We conducted our audits in accordance with auditing standards generally accepted in the United States of America. Those standards require that we plan and perform the audit to obtain reasonable assurance about whether the financial statements are free of material misstatement. An audit includes examining, on a test basis, evidence supporting the amounts and disclosures in the financial statements. An audit also includes assessing the accounting principles used and significant estimates made by management, as well as evaluating the overall financial statement presentation. We believe that our audits provide a reasonable basis for our opinion.
In our opinion, such consolidated financial statements present fairly, in all material respects, the financial position of the Company at December 31, 2000 and 1999, and the results of its operations and its cash flows for the above-stated periods, in conformity with accounting principles generally accepted in the United States of America.

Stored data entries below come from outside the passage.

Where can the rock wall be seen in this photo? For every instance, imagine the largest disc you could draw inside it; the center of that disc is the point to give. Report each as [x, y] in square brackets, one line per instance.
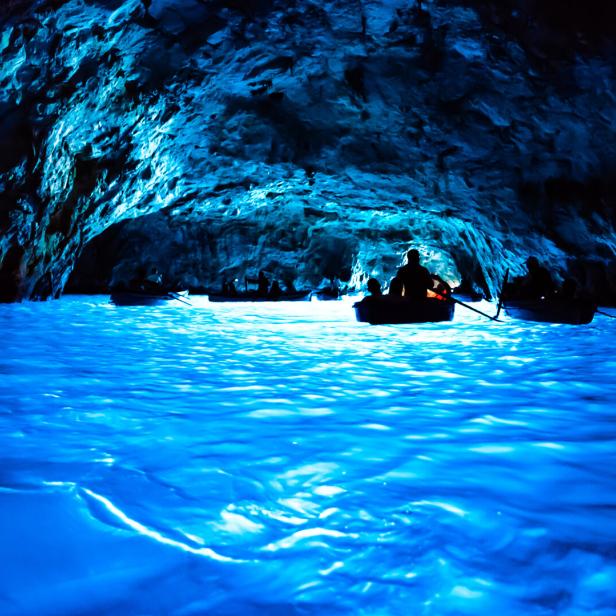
[314, 138]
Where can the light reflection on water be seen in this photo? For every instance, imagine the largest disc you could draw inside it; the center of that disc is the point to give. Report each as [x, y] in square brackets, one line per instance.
[238, 459]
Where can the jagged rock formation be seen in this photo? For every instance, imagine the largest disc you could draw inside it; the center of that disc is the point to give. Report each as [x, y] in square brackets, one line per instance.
[313, 139]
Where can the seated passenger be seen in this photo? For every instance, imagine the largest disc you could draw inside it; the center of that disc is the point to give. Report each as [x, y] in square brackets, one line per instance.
[415, 278]
[440, 288]
[374, 288]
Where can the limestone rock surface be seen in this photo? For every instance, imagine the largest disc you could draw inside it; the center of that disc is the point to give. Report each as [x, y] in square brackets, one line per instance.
[315, 140]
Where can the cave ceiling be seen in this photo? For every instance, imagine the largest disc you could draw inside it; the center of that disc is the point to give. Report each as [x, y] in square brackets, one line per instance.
[312, 139]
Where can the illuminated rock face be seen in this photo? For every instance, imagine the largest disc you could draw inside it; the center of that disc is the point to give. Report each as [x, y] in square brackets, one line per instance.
[312, 139]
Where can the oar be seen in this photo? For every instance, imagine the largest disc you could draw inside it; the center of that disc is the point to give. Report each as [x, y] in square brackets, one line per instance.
[457, 301]
[606, 314]
[502, 294]
[177, 296]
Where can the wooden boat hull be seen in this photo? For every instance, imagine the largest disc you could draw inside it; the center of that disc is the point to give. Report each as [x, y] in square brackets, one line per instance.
[397, 310]
[250, 296]
[573, 312]
[137, 298]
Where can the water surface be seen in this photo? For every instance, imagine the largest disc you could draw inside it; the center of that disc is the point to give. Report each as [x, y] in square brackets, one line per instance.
[244, 459]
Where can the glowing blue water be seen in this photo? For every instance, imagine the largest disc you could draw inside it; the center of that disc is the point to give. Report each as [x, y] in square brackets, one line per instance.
[224, 460]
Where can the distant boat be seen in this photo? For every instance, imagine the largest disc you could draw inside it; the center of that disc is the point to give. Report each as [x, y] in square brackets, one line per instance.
[327, 294]
[553, 310]
[253, 296]
[389, 309]
[142, 298]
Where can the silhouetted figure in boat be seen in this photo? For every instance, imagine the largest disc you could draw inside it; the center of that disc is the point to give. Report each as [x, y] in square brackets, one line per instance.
[262, 284]
[147, 283]
[374, 288]
[537, 283]
[440, 288]
[415, 278]
[275, 291]
[153, 282]
[396, 286]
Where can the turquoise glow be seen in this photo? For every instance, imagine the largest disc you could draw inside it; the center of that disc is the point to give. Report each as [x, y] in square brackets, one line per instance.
[227, 460]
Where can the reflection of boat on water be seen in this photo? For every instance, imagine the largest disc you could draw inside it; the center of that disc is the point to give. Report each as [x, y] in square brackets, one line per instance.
[571, 311]
[325, 295]
[144, 298]
[254, 296]
[389, 309]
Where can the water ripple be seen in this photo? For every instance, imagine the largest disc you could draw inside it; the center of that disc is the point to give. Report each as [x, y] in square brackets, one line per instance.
[287, 460]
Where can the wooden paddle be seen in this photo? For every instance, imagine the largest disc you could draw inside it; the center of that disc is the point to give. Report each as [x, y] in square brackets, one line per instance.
[502, 294]
[448, 298]
[178, 297]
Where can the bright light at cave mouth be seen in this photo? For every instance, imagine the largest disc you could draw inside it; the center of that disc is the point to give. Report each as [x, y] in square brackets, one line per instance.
[287, 459]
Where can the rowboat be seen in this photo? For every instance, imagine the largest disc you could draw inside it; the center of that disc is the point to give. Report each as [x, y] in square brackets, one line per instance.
[390, 309]
[143, 298]
[551, 310]
[254, 296]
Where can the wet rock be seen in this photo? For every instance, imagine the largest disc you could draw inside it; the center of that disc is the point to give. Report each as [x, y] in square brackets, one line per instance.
[313, 140]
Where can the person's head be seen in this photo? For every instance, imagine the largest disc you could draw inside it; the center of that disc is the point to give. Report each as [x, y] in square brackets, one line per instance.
[374, 286]
[412, 256]
[532, 263]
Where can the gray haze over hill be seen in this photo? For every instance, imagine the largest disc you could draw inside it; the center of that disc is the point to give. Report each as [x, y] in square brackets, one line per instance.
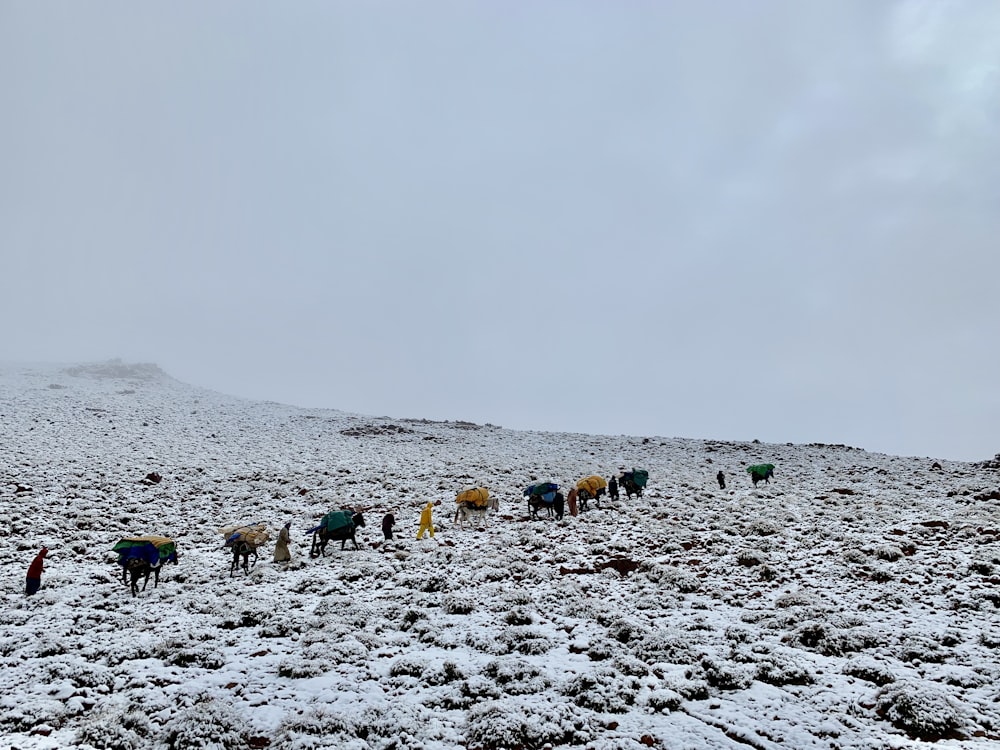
[707, 220]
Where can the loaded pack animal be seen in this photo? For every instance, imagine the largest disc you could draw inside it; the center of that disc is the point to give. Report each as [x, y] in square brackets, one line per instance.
[545, 495]
[140, 557]
[590, 488]
[337, 525]
[244, 541]
[242, 550]
[468, 513]
[136, 568]
[633, 482]
[473, 505]
[760, 472]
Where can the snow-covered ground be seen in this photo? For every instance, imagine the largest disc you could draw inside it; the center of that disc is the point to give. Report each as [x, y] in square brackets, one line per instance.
[851, 603]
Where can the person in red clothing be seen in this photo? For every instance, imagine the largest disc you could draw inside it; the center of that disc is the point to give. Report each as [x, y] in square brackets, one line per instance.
[35, 572]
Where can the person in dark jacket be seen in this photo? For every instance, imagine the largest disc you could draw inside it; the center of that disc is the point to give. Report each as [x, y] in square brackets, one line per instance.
[34, 581]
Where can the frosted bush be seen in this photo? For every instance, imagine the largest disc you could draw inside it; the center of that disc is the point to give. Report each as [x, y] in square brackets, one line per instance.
[522, 640]
[763, 527]
[517, 676]
[316, 727]
[664, 701]
[127, 730]
[868, 669]
[924, 712]
[831, 641]
[603, 690]
[409, 666]
[888, 552]
[664, 646]
[855, 556]
[459, 605]
[782, 669]
[727, 675]
[208, 724]
[296, 667]
[748, 558]
[626, 630]
[495, 725]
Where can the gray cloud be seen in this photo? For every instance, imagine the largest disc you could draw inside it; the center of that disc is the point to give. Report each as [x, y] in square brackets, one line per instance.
[704, 220]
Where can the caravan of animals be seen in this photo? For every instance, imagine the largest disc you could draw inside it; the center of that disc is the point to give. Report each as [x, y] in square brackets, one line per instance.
[526, 590]
[140, 556]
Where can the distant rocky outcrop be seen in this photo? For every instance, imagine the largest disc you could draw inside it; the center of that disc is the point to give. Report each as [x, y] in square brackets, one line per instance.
[115, 368]
[991, 463]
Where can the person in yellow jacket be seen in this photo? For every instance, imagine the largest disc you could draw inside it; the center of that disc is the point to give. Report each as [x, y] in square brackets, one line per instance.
[425, 521]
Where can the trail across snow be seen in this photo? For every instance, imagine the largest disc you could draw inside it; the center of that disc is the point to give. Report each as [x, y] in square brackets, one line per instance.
[851, 603]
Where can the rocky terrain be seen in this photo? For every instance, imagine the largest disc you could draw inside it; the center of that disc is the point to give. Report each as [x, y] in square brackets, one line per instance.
[853, 602]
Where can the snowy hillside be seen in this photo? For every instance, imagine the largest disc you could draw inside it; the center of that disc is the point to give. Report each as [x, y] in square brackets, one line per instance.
[851, 603]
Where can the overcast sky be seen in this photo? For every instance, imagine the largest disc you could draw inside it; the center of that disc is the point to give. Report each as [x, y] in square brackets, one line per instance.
[726, 220]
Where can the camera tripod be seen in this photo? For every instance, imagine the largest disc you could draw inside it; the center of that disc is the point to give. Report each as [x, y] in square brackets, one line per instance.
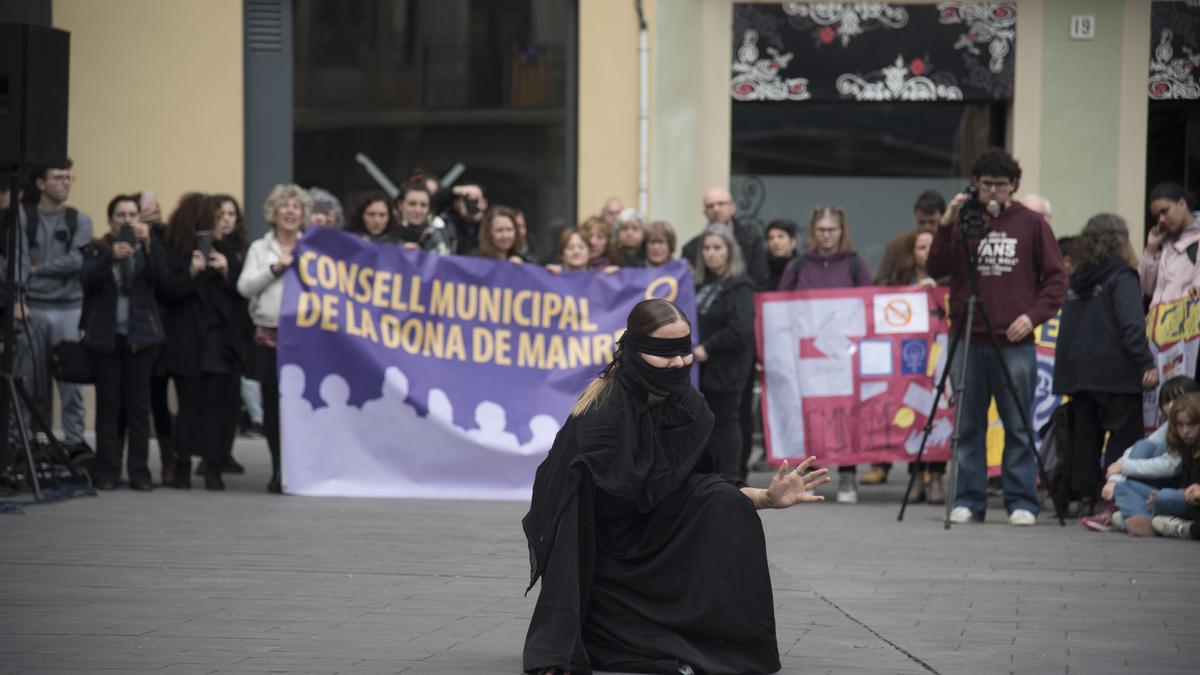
[15, 400]
[963, 333]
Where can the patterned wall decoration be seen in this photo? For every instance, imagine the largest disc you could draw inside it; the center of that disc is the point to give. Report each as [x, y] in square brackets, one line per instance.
[1175, 51]
[873, 52]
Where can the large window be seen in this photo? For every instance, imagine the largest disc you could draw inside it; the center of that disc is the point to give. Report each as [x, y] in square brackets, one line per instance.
[430, 83]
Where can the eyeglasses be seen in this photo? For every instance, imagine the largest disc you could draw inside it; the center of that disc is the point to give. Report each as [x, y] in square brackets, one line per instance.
[994, 184]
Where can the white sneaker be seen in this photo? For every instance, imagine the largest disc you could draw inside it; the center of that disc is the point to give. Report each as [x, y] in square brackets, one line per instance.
[1171, 526]
[847, 489]
[961, 515]
[1021, 518]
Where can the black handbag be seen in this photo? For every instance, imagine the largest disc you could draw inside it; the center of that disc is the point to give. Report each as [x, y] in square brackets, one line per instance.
[70, 362]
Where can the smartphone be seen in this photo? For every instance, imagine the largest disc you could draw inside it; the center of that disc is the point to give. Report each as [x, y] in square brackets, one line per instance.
[204, 243]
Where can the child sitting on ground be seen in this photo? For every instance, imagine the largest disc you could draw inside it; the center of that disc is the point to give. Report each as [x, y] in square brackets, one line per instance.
[1182, 441]
[1177, 511]
[1144, 467]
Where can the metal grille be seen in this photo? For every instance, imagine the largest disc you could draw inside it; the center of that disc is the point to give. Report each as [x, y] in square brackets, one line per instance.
[264, 25]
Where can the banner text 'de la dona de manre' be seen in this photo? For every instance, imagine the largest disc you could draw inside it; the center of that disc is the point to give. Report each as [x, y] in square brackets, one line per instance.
[406, 374]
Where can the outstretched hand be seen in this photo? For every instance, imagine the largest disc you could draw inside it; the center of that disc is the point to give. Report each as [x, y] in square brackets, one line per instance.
[791, 487]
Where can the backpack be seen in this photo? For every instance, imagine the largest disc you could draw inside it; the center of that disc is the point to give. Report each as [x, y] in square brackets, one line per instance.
[1054, 447]
[31, 222]
[855, 267]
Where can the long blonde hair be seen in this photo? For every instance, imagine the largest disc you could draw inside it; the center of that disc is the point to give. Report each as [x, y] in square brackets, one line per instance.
[646, 317]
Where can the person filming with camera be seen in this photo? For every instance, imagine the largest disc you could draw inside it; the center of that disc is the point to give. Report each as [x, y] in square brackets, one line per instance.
[1021, 282]
[123, 330]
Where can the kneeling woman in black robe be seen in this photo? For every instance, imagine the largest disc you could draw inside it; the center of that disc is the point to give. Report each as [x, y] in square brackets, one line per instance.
[649, 560]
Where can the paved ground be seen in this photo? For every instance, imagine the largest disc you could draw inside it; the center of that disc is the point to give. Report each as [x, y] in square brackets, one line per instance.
[243, 581]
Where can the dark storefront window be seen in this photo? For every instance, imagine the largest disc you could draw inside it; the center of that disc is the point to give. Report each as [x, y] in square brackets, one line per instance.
[864, 106]
[886, 139]
[430, 83]
[1173, 130]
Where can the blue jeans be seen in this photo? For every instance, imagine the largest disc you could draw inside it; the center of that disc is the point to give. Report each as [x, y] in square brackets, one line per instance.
[1131, 497]
[252, 398]
[1019, 470]
[1169, 501]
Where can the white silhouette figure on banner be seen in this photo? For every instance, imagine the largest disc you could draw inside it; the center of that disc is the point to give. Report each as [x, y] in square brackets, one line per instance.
[492, 420]
[439, 407]
[387, 448]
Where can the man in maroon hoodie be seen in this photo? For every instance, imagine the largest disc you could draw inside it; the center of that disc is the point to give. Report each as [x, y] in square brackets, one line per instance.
[1023, 282]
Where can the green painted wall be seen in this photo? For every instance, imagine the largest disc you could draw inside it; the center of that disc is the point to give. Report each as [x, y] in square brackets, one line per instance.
[1079, 114]
[675, 161]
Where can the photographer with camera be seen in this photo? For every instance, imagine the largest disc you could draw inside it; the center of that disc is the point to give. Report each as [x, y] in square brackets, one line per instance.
[121, 330]
[205, 347]
[462, 208]
[1021, 281]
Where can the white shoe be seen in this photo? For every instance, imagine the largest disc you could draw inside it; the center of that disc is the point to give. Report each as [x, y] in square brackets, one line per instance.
[1021, 518]
[961, 515]
[1171, 526]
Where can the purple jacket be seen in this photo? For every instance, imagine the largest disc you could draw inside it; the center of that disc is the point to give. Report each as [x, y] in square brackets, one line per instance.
[811, 270]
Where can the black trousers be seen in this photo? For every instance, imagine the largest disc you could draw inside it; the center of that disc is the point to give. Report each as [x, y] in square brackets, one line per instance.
[159, 405]
[268, 375]
[123, 392]
[208, 412]
[748, 422]
[725, 443]
[1095, 413]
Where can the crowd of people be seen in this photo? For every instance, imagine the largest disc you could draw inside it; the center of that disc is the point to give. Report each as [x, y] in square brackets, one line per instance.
[190, 300]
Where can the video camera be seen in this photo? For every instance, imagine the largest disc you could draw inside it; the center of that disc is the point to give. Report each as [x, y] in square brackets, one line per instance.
[975, 219]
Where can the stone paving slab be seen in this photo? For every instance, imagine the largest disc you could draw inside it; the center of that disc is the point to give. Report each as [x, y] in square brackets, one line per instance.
[243, 581]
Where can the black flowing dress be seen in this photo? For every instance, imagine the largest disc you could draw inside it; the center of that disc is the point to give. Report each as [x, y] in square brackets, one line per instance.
[649, 560]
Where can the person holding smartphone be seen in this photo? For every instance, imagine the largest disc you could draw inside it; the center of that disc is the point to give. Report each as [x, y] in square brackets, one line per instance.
[1168, 267]
[205, 348]
[123, 330]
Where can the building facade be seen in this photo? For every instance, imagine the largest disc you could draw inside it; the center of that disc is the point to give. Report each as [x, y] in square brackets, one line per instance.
[543, 101]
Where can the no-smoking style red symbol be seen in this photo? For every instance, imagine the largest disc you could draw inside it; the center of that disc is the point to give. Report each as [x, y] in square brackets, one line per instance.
[898, 314]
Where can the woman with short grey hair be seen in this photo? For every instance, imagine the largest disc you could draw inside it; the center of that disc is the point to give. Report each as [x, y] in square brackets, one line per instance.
[725, 318]
[631, 238]
[287, 210]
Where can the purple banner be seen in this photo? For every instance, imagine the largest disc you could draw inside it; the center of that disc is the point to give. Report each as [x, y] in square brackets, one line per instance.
[408, 375]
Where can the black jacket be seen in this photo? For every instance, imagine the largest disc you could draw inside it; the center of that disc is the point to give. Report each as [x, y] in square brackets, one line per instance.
[754, 252]
[100, 296]
[725, 314]
[202, 315]
[1102, 338]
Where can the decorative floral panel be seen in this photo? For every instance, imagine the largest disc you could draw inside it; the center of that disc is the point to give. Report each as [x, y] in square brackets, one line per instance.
[1175, 51]
[873, 52]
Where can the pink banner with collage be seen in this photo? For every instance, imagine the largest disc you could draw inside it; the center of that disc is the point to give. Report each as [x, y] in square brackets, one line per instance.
[850, 374]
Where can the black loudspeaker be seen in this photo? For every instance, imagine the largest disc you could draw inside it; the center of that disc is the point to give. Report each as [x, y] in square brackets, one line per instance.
[34, 75]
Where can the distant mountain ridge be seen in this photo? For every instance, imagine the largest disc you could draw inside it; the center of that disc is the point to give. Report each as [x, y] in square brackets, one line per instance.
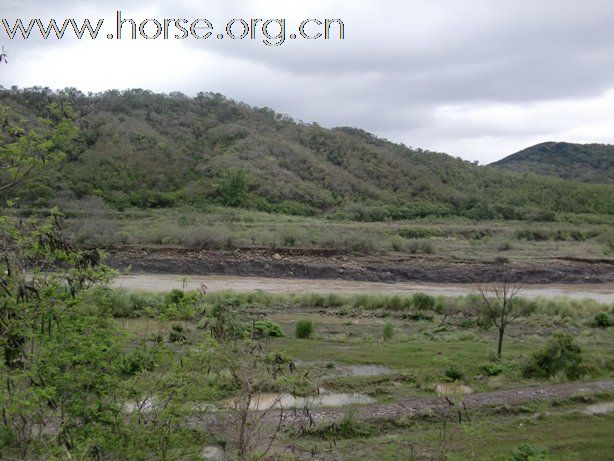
[591, 163]
[136, 148]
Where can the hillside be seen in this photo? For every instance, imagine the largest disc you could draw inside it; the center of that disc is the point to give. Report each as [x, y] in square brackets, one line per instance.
[140, 149]
[591, 163]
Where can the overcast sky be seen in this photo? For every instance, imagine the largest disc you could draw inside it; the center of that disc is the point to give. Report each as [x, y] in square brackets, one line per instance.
[479, 79]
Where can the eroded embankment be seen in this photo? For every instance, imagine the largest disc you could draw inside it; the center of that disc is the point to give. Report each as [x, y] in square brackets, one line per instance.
[322, 264]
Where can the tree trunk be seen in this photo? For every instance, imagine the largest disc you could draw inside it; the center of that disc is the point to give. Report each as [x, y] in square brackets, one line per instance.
[500, 347]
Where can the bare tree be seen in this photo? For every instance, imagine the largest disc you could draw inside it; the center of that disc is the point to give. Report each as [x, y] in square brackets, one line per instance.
[498, 307]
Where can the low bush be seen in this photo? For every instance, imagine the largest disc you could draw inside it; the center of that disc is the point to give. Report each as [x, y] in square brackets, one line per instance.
[559, 355]
[177, 334]
[304, 329]
[492, 369]
[452, 373]
[526, 452]
[603, 320]
[350, 427]
[388, 331]
[423, 302]
[267, 329]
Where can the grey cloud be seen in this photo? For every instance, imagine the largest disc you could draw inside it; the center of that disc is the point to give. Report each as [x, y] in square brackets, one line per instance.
[401, 62]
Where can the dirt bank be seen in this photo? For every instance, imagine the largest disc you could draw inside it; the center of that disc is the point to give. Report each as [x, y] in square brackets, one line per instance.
[421, 406]
[381, 267]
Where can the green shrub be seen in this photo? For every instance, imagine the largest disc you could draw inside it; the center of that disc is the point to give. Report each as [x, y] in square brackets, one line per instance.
[267, 329]
[492, 369]
[388, 331]
[174, 296]
[452, 373]
[349, 427]
[526, 452]
[423, 302]
[304, 329]
[418, 232]
[559, 355]
[177, 334]
[603, 320]
[466, 323]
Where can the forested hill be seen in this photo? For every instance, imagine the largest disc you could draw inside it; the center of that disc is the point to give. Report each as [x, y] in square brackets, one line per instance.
[580, 162]
[139, 149]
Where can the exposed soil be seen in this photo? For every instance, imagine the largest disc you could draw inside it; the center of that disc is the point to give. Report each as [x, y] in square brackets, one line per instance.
[380, 267]
[441, 405]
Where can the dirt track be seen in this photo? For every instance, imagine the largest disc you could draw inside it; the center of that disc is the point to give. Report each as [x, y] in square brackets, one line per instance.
[321, 264]
[157, 283]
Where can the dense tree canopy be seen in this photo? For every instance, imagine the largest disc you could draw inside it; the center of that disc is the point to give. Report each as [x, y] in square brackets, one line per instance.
[138, 148]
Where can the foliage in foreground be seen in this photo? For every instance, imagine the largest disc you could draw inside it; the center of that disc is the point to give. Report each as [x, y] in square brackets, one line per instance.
[560, 354]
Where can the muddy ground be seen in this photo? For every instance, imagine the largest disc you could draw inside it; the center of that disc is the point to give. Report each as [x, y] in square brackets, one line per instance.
[376, 267]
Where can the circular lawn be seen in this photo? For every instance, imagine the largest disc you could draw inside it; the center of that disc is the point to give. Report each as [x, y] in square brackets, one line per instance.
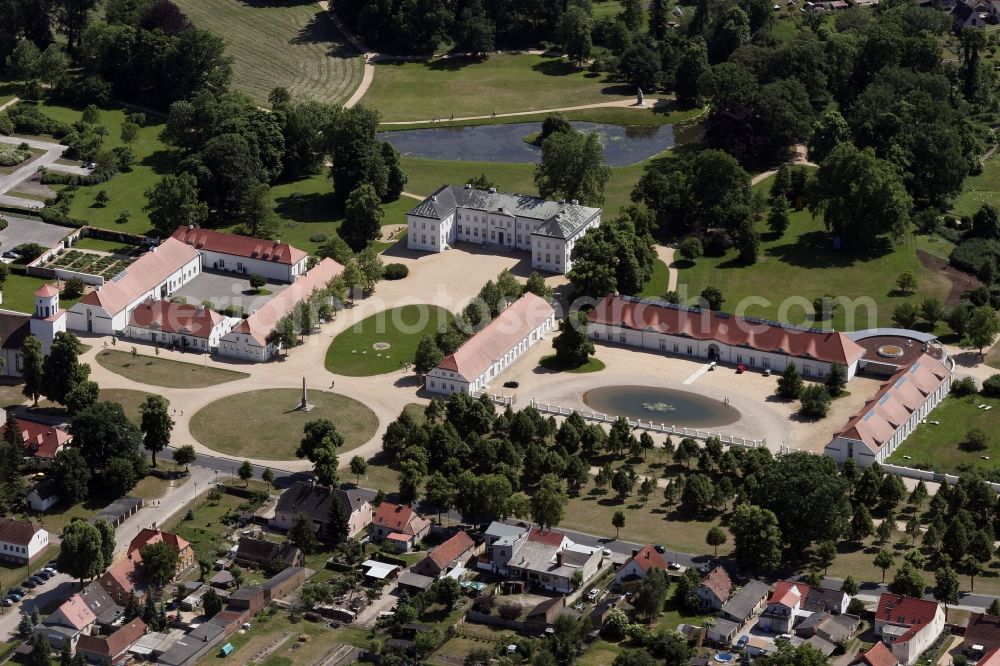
[264, 424]
[360, 351]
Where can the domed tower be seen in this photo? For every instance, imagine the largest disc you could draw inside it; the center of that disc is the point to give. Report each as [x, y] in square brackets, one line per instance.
[48, 319]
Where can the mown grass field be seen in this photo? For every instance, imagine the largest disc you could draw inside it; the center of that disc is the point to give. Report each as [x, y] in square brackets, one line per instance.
[281, 44]
[801, 265]
[466, 87]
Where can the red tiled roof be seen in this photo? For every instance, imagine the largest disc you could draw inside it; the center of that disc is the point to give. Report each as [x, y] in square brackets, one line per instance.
[148, 536]
[788, 593]
[260, 324]
[240, 246]
[717, 581]
[827, 346]
[547, 537]
[895, 401]
[877, 655]
[18, 532]
[145, 273]
[498, 337]
[451, 549]
[40, 440]
[180, 318]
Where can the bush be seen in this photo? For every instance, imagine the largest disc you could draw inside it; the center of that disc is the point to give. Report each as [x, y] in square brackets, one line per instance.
[963, 387]
[991, 387]
[395, 271]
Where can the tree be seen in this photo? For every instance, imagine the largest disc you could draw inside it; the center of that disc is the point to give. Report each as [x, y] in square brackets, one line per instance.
[860, 196]
[884, 560]
[790, 382]
[573, 346]
[548, 503]
[80, 554]
[618, 522]
[572, 167]
[32, 371]
[302, 533]
[757, 538]
[245, 472]
[211, 603]
[184, 455]
[715, 538]
[159, 562]
[173, 202]
[156, 424]
[428, 356]
[712, 298]
[61, 369]
[363, 217]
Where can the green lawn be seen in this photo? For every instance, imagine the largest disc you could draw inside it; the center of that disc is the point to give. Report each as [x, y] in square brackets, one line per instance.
[352, 352]
[426, 176]
[281, 44]
[271, 416]
[800, 266]
[979, 190]
[467, 87]
[164, 372]
[19, 294]
[936, 446]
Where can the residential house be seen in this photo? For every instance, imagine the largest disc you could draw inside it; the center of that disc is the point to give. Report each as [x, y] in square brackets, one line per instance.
[878, 654]
[190, 327]
[453, 553]
[22, 541]
[252, 339]
[888, 417]
[153, 276]
[484, 356]
[244, 255]
[110, 649]
[718, 336]
[315, 501]
[260, 553]
[907, 625]
[549, 560]
[746, 602]
[636, 567]
[44, 495]
[714, 589]
[547, 229]
[400, 524]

The accompanying consolidated financial statements have been prepared assuming that the Company will continue as a going concern. As discussed in Note 1 to the consolidated financial statements, the Company has a negative working capital position, is in default of several of its financing and other contractual agreements, and is experiencing difficulty in generating sufficient cash flow to meet its obligations and sustain its operations, which raises substantial doubt about its ability to continue as a going concern. Management's plans concerning these matters are also described in Note 1. The consolidated financial statements do not include any adjustments that might result from the outcome of this uncertainty.